The prompt is a small contract: constrain the task, provide examples, and require a strict JSON response with a known schema. That keeps downstream steps simple and reliable:


name: Failed Run Autofix
model: openai/gpt-4.1
messages:
  - role: system
    content: >
      You are an expert DevOps engineer and build master with deep knowledge of
      CI/CD pipelines,  build systems, and software development workflows. You
      specialize in analyzing build failures  and providing actionable
      remediation plans for the OctoCAT Supply Chain Management application.

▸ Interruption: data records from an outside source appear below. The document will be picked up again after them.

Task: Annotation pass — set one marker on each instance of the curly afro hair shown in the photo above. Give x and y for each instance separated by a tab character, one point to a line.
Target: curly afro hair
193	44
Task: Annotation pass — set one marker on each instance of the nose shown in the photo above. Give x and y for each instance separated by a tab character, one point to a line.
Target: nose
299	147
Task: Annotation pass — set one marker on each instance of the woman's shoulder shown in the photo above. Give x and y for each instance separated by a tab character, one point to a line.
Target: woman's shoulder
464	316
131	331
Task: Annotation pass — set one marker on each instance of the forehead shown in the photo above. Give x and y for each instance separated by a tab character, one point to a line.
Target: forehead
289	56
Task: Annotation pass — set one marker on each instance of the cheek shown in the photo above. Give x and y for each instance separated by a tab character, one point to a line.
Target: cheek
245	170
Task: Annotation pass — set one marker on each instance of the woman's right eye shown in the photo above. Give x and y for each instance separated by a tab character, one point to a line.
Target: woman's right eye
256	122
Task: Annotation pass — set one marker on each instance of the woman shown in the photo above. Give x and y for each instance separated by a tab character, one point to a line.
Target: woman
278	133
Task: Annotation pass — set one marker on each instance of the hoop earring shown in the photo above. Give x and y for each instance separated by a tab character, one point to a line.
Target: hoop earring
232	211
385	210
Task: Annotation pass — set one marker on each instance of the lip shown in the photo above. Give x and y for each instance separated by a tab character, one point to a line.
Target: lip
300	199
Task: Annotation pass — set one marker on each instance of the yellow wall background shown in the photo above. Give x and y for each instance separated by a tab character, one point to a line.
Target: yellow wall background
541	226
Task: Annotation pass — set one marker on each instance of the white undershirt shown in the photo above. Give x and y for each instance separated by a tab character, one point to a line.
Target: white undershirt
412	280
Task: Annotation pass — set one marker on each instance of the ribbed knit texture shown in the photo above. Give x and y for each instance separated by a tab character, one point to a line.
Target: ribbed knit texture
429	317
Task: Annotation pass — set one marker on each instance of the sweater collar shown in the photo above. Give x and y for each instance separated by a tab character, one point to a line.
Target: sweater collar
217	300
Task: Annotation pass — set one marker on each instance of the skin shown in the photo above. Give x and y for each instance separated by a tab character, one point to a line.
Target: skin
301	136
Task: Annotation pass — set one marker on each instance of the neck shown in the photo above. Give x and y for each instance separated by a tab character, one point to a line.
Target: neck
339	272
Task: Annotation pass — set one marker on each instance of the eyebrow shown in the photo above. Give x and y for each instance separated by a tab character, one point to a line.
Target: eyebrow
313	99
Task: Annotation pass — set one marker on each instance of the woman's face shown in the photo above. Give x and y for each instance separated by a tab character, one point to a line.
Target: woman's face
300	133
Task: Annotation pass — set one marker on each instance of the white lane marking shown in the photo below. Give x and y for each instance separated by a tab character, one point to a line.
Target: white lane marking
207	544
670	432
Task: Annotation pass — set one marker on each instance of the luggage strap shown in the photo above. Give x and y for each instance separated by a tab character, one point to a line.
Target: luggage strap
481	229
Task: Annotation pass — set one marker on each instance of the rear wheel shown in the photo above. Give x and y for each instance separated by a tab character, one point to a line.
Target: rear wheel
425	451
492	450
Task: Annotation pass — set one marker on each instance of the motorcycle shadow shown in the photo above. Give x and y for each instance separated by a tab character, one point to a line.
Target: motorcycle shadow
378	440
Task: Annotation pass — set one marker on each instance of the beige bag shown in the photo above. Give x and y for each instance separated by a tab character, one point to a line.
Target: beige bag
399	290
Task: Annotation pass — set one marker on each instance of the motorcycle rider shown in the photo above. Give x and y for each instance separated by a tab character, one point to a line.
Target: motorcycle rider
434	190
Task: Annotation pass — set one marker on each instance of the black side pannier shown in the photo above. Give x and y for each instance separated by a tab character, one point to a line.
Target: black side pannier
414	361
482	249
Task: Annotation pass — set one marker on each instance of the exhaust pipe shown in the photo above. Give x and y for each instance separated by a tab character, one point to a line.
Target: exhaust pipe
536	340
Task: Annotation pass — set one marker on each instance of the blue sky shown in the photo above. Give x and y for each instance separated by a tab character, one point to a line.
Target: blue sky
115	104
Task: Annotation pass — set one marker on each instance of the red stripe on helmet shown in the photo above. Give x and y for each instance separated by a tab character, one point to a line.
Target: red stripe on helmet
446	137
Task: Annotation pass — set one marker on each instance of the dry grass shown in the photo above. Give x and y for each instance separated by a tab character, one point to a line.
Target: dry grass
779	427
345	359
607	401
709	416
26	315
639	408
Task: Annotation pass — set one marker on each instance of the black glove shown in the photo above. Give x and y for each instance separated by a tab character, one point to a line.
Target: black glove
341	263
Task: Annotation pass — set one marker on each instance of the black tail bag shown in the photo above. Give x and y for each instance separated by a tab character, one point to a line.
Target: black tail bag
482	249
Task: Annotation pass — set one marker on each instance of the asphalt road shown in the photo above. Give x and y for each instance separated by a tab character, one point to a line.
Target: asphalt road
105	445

      Your task is to analyze failed CI/CD pipeline runs and determine:
      1. Whether the failure is transient (network issues, temporary service
      outages, etc.)
      2. The root cause and category of the failure
      3. A detailed plan for fixing the issue

      When analyzing logs, look for:
      - Compilation errors (TypeScript, build tool issues)
      - Test failures (unit tests, integration tests)
      - Dependency issues (missing packages, version conflicts)
      - Configuration problems (environment variables, config files)
      - Infrastructure issues (network timeouts, service unavailability)
      - Code quality issues (linting, formatting)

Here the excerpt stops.